(Principles are basic truths that, when applied, cause success to come to you easier and quicker.)
Humans tolerate. Animals don’t. The difference? Thinking things should be different than they are.
A badger, dealing with a new-fallen tree across the normal path back to her den, simply goes around, over, or under it. She doesn’t stop, fret, worry, ponder, suffer, or in any way ‘make the tree wrong.’ In fact, she gives it no thought whatsoever – the tree simply Is. She deals with it and continues toward her objective, toward what she wants.
We, on the other hand, probably due to our ‘higher’ thinking, find many of the things along our path to be off, upsetting, wrong, awful, or bad. But then we do nothing about them. We tolerate them. They, as nouns, become tolerations.
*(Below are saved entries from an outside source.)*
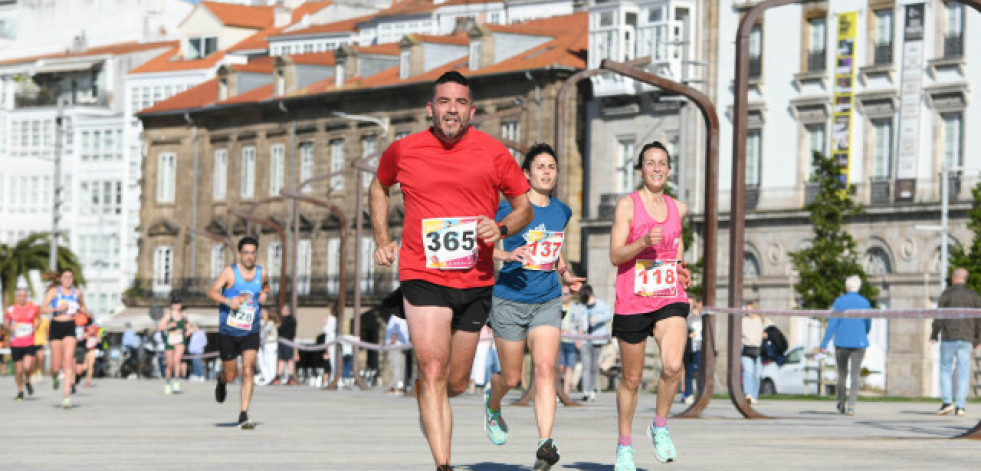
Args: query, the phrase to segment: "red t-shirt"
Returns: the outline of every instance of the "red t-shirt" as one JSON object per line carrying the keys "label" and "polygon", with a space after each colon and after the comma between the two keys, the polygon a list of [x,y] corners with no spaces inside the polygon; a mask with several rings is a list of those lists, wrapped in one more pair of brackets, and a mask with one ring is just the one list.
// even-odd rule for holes
{"label": "red t-shirt", "polygon": [[16,304],[7,308],[7,319],[14,333],[10,336],[11,347],[34,346],[34,323],[40,317],[40,310],[31,302],[23,306]]}
{"label": "red t-shirt", "polygon": [[470,128],[446,147],[431,130],[392,143],[378,162],[378,181],[402,185],[405,220],[398,254],[399,280],[425,280],[449,288],[494,284],[494,247],[477,239],[476,264],[469,269],[426,267],[422,220],[484,215],[494,219],[500,193],[511,198],[530,187],[503,144]]}

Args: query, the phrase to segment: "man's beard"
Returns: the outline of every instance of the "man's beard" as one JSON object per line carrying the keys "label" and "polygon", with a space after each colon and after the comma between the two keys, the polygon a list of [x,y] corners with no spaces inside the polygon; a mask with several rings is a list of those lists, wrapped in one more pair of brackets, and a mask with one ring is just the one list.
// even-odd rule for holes
{"label": "man's beard", "polygon": [[445,115],[445,114],[439,116],[439,120],[437,121],[437,124],[435,126],[436,131],[440,135],[442,135],[444,137],[448,137],[450,139],[456,138],[456,137],[460,136],[461,134],[463,134],[467,130],[467,128],[470,127],[470,121],[465,120],[463,118],[463,116],[461,116],[461,115],[449,115],[449,116],[453,116],[454,118],[456,118],[456,121],[457,121],[457,123],[459,123],[459,126],[460,127],[455,132],[447,132],[446,129],[444,129],[443,126],[442,126],[444,124],[444,120],[446,119],[447,116],[448,115]]}

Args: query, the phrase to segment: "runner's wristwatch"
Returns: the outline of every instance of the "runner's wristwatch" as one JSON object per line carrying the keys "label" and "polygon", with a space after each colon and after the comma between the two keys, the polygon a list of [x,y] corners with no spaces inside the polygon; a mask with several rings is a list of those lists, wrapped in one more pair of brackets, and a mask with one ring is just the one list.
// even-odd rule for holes
{"label": "runner's wristwatch", "polygon": [[501,237],[507,237],[508,236],[508,226],[507,226],[507,224],[504,224],[503,222],[499,222],[499,223],[497,223],[497,228],[501,230]]}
A toleration has three attributes. It is, 1) not the way you want something to be, 2) irritating to you, and 3) about which you are doing … nothing. You are tolerating that which bothers you.
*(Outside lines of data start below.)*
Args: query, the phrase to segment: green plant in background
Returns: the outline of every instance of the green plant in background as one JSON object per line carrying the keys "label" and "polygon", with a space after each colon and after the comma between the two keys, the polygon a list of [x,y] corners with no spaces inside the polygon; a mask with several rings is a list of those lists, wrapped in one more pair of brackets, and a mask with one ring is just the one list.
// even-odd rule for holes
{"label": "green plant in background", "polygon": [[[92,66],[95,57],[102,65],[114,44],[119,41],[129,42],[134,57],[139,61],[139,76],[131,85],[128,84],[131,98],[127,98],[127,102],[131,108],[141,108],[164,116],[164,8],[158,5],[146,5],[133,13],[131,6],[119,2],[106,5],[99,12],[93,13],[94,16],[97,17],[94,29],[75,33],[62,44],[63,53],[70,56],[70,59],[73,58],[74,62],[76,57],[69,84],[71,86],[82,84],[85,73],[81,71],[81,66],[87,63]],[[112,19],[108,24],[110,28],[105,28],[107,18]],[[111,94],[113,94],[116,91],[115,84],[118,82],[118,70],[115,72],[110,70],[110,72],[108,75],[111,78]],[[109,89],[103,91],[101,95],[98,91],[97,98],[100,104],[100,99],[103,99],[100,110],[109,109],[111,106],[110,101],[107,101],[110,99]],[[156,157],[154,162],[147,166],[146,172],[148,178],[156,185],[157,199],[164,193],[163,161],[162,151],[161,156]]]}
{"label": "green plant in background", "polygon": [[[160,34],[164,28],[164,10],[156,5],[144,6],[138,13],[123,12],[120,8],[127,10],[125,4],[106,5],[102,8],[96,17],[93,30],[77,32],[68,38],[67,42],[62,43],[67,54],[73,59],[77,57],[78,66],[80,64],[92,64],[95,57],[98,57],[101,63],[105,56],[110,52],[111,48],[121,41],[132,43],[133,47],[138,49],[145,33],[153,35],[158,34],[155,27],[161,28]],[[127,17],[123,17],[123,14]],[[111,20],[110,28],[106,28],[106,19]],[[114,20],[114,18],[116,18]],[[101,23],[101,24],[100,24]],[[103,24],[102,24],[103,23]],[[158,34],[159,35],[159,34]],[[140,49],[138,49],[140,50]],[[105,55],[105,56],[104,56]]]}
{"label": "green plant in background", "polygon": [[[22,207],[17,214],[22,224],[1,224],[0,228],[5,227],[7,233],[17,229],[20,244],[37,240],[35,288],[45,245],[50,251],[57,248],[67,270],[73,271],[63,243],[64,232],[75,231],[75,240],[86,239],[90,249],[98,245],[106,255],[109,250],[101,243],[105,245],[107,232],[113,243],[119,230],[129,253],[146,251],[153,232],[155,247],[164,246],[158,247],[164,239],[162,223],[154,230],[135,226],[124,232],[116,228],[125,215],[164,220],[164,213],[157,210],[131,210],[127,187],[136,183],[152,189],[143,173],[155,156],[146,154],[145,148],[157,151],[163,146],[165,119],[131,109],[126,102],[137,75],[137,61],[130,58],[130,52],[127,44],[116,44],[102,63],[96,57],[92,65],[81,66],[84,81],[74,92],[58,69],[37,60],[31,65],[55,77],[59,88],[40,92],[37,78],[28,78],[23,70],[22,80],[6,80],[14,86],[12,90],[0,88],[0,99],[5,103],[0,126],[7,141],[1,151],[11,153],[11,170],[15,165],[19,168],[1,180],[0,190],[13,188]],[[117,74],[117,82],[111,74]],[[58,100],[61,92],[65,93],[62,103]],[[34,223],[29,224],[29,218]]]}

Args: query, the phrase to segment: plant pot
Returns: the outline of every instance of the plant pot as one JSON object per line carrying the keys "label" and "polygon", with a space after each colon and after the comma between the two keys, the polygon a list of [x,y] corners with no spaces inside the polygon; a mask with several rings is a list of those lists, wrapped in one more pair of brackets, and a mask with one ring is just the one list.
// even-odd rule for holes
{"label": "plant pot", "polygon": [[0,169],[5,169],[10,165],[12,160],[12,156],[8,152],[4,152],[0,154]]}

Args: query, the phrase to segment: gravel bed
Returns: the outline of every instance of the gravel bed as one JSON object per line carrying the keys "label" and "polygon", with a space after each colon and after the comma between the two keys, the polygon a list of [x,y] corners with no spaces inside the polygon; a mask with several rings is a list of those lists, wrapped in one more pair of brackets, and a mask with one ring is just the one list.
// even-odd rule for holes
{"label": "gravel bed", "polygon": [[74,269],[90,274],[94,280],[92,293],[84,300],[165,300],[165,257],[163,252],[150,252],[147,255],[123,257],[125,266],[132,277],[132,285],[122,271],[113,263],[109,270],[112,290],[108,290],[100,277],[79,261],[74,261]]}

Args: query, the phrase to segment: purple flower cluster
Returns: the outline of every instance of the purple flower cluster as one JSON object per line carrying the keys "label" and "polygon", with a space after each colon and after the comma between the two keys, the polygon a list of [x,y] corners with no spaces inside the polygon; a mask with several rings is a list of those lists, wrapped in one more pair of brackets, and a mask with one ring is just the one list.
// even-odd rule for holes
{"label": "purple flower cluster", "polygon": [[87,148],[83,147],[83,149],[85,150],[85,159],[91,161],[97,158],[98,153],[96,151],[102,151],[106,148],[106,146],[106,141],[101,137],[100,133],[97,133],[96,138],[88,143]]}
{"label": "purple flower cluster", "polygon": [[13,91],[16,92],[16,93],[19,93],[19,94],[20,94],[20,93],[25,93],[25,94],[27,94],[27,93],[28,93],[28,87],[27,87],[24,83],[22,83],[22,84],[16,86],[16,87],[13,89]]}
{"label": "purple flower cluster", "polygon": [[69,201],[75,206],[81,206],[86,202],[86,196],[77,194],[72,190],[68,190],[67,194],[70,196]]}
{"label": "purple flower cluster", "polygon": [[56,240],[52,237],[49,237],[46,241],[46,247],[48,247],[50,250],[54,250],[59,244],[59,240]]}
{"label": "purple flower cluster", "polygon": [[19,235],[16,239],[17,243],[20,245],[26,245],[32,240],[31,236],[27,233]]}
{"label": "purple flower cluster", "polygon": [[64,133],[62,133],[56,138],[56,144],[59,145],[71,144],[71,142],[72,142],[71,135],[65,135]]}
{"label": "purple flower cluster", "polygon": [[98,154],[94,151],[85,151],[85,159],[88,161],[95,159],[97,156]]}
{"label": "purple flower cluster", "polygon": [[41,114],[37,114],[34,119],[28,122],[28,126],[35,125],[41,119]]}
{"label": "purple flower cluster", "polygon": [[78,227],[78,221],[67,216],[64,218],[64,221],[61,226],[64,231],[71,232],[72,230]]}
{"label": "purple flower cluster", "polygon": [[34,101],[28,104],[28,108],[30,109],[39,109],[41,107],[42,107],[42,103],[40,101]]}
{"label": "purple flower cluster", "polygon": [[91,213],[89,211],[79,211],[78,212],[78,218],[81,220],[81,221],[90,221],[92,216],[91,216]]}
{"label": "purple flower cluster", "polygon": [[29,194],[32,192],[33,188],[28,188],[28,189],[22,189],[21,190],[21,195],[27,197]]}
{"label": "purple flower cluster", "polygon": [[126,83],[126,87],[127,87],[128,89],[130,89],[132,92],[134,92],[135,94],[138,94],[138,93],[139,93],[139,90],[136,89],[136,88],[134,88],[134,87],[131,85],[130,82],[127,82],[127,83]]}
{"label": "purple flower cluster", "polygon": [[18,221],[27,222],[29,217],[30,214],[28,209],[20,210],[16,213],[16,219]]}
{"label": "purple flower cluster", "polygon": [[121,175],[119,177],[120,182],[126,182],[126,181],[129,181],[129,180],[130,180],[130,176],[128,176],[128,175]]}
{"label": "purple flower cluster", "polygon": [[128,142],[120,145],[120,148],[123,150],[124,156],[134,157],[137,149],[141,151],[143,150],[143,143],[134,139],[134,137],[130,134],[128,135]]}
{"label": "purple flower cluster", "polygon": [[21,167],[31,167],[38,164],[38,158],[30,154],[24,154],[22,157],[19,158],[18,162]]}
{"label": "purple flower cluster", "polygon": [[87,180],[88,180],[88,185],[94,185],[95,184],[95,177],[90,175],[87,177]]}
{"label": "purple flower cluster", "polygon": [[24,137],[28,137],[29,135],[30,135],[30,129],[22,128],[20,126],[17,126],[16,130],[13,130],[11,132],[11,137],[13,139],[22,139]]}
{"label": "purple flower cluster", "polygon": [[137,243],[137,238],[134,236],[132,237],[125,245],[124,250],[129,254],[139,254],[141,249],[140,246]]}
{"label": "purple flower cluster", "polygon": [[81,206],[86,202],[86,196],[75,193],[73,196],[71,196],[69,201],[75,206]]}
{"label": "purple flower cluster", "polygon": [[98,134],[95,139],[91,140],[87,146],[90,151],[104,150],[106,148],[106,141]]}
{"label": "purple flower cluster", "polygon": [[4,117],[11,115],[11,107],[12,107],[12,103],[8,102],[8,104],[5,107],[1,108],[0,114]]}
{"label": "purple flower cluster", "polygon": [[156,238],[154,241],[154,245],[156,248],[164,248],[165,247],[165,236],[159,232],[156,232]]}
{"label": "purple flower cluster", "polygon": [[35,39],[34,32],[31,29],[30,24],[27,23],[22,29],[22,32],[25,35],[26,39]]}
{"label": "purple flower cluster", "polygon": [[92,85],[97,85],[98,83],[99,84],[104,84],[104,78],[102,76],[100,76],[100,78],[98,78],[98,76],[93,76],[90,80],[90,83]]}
The reason this is important is because each toleration costs you. Not only when you become once again conscious of it, that cost is obvious, but also when you are not thinking of it at all! Lying there in the back of your mind it awaits the opportunity to surface, to say, “Are we ready to handle me now? Ready to stop the upset? Ready to quit being bothered?” This internal, unconscious spinning is the greatest cost of a toleration.
The good news is that each toleration you resolve frees up a bit of energy you can use more productively. Like, maybe, locating and resolving another toleration? Yes, the process feeds itself and you are the winner.
Coaching Point: What are you (still!) tolerating?